I could understand Arvo eventually trying to take revenge—as a matter of fact, I was half expecting it from the beginning from the look he gave her—but just… not after they paint him like a wounded puppy for the almost two hours it took to complete the game. They wrote him off as a villain and a plot device. That’s literally it.
"What Can We Do To Get Them Out of the Plot?":
"Oh, I know! How about we just have them try and take the car and escape? But let’s not have them leave empty handed! Let’s have Mike and Bonnie—characters who we’ve written and established to care for Clementine and the group—let’s just have them take everything! Yeah! Plot twists, right? Leaving an eleven year old with a baby and no food—I bet that’ll give them something!"
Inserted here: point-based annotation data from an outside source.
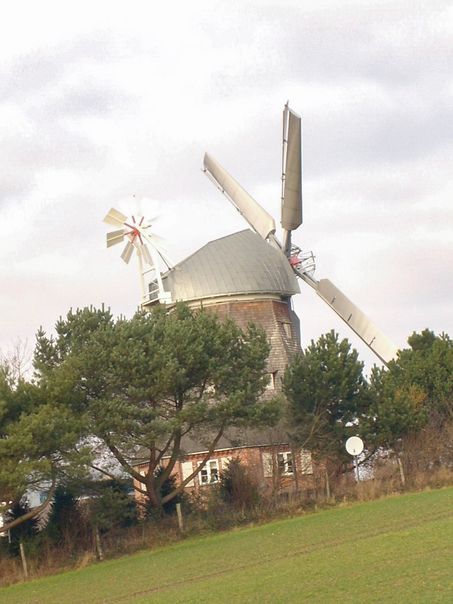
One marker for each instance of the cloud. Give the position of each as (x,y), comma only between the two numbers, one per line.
(110,106)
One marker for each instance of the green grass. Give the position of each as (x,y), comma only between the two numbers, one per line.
(398,549)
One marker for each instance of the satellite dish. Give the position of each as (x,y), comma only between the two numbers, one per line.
(354,445)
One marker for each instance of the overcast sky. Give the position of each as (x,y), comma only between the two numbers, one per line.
(111,104)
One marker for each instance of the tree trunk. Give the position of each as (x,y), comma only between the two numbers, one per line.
(97,540)
(328,494)
(24,559)
(401,470)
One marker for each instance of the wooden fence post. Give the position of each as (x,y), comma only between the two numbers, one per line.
(24,559)
(180,519)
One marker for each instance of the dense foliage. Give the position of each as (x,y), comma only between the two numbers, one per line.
(141,385)
(327,396)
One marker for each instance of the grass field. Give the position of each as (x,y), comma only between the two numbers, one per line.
(398,549)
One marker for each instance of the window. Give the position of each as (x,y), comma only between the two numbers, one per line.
(272,380)
(187,469)
(285,463)
(210,472)
(287,329)
(306,462)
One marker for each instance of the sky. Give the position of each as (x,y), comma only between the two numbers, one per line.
(108,104)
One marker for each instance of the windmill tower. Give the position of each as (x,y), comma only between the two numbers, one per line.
(252,275)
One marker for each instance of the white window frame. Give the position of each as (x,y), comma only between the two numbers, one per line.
(306,462)
(210,473)
(272,384)
(285,463)
(186,471)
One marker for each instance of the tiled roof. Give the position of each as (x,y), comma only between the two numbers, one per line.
(242,263)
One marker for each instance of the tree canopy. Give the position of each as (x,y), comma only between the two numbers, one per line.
(141,385)
(37,440)
(327,395)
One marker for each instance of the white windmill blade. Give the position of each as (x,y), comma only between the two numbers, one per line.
(115,237)
(146,254)
(356,319)
(115,218)
(291,216)
(127,252)
(155,239)
(256,216)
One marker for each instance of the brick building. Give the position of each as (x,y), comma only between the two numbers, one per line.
(244,278)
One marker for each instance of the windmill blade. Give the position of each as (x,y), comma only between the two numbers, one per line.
(115,237)
(155,239)
(291,171)
(115,218)
(256,216)
(356,319)
(146,254)
(127,252)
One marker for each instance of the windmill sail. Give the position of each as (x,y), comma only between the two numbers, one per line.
(292,171)
(115,218)
(357,320)
(127,252)
(115,237)
(256,216)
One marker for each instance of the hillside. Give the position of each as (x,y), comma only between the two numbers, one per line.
(398,549)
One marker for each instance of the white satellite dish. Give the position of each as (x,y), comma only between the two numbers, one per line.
(354,445)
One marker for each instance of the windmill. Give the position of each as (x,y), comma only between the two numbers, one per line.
(150,256)
(291,218)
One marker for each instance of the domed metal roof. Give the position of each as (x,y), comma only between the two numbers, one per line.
(238,264)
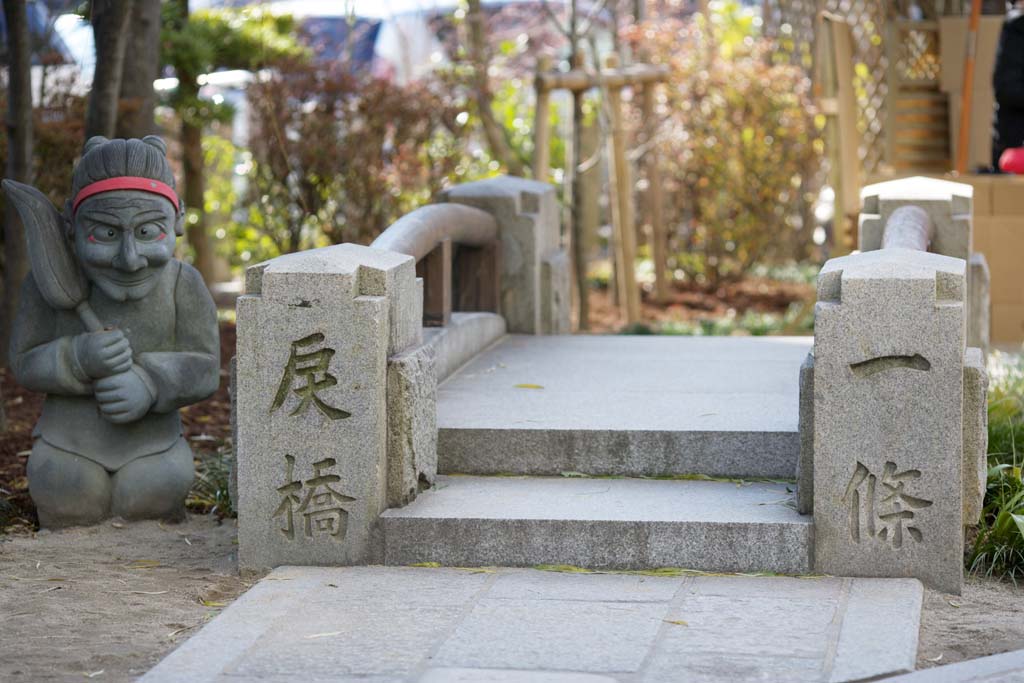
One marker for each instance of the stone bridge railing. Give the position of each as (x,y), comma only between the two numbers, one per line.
(350,318)
(893,413)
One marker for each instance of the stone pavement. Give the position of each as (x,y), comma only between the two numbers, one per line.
(722,407)
(1008,668)
(512,626)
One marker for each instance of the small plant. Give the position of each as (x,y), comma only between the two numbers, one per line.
(210,492)
(998,547)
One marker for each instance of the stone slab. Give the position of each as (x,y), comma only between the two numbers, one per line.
(1007,668)
(518,626)
(724,407)
(601,523)
(888,417)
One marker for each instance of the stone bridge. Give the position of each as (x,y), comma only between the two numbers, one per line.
(420,402)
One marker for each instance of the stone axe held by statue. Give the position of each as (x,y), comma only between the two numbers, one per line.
(59,280)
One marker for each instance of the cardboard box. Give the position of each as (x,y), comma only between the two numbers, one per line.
(1008,323)
(952,50)
(980,140)
(1008,196)
(1000,239)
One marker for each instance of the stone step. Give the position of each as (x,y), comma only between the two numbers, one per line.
(603,523)
(625,406)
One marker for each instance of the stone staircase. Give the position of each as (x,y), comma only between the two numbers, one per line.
(556,451)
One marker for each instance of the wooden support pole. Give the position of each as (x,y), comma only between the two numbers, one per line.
(625,226)
(655,208)
(542,124)
(435,268)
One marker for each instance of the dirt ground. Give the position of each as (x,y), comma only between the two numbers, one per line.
(689,302)
(108,602)
(987,619)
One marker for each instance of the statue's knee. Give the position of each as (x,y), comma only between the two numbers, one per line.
(67,488)
(155,486)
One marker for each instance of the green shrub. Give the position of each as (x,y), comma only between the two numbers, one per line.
(739,146)
(997,549)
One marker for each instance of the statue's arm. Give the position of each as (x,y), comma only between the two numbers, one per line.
(41,360)
(192,373)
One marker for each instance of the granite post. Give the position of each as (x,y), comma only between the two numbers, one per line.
(888,417)
(335,403)
(949,205)
(535,283)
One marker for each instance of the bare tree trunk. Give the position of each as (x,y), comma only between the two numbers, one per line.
(140,70)
(110,27)
(577,235)
(18,157)
(497,141)
(192,152)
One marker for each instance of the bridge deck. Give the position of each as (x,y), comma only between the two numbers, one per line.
(625,404)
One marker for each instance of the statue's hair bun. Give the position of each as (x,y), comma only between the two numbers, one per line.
(156,141)
(93,142)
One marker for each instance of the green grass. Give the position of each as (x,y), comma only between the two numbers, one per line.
(209,494)
(997,550)
(798,319)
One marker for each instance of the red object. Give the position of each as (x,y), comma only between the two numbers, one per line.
(1012,161)
(128,182)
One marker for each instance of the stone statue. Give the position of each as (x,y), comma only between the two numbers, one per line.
(119,335)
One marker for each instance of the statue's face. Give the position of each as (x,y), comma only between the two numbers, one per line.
(123,240)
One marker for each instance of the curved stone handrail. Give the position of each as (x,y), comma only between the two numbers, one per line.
(419,232)
(908,227)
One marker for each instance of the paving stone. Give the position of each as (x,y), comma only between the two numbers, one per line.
(682,406)
(464,675)
(720,668)
(601,523)
(1007,668)
(330,625)
(363,639)
(868,644)
(707,617)
(556,586)
(555,635)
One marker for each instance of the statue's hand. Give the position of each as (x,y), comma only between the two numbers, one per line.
(102,353)
(124,397)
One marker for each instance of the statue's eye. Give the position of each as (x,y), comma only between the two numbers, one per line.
(103,233)
(148,232)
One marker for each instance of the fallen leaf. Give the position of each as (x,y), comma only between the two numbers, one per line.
(212,603)
(142,564)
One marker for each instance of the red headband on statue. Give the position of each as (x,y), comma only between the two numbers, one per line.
(127,182)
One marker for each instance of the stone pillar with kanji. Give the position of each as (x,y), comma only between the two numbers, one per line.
(322,335)
(889,417)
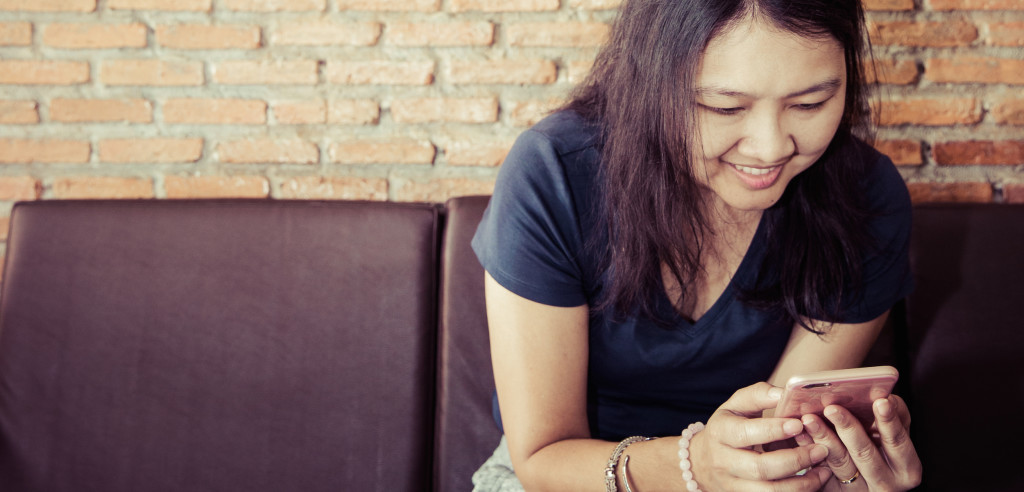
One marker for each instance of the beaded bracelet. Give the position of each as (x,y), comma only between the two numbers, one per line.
(609,469)
(684,455)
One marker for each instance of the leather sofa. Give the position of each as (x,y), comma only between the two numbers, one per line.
(291,345)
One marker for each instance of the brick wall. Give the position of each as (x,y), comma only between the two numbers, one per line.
(416,99)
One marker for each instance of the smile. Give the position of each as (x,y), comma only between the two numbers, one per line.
(757,177)
(757,171)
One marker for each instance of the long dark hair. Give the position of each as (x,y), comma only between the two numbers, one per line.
(640,92)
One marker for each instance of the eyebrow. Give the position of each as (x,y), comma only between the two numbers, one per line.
(828,85)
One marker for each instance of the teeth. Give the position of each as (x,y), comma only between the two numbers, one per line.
(754,170)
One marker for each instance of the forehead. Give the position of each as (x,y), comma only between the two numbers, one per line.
(762,60)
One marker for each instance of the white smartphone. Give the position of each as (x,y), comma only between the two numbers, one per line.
(851,388)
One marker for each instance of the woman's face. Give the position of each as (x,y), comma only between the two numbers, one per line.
(769,104)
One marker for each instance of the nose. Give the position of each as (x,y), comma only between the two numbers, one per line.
(767,139)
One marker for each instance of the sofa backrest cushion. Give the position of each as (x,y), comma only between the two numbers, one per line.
(466,432)
(966,336)
(217,345)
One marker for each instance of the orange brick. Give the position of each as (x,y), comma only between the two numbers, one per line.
(903,153)
(15,34)
(300,112)
(477,110)
(440,34)
(197,36)
(95,188)
(930,112)
(892,72)
(353,112)
(31,72)
(976,5)
(567,34)
(1006,34)
(527,113)
(94,36)
(579,70)
(979,153)
(519,72)
(595,4)
(503,5)
(78,111)
(173,5)
(274,5)
(888,4)
(1013,193)
(216,187)
(974,69)
(326,33)
(272,151)
(477,152)
(1009,112)
(956,33)
(950,192)
(395,151)
(300,72)
(391,5)
(13,189)
(151,72)
(215,112)
(28,151)
(339,188)
(48,5)
(380,73)
(151,151)
(18,112)
(441,189)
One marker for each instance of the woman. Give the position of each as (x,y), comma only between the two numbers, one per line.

**THINGS I ACTUALLY THOUGHT WERE PRETTY COOL.**
Pizza & Ice Cream:
The Luke vs Kenny angle had been pushed on us ever since Episode Two of the season. It’s what I thought it was all leading up to—then they just throw Jane at him, whom only started to really get on his case in the episode beforehand. Even thought it wasn’t what I was expecting, I still thought it was a satisfying conclusion.
Choosing Your Ending:
The choice itself was a nerve wracking on—but then to find out that the choice you make actually does matter for once and decides the ending you get? Satisfying. Perfect.
The Wellington Ending:
I stopped getting teary-eyed and sad over books/movies/television a long time ago—-with the exception of the Walking Dead. Season One got me, and Season Two… oh, man, Season Two. As much as I have problems with it, that ending made it all worth it for me. I didn’t regret it, I didn’t think it was a waste—it paid off. The tears started and didn’t stop for a good while.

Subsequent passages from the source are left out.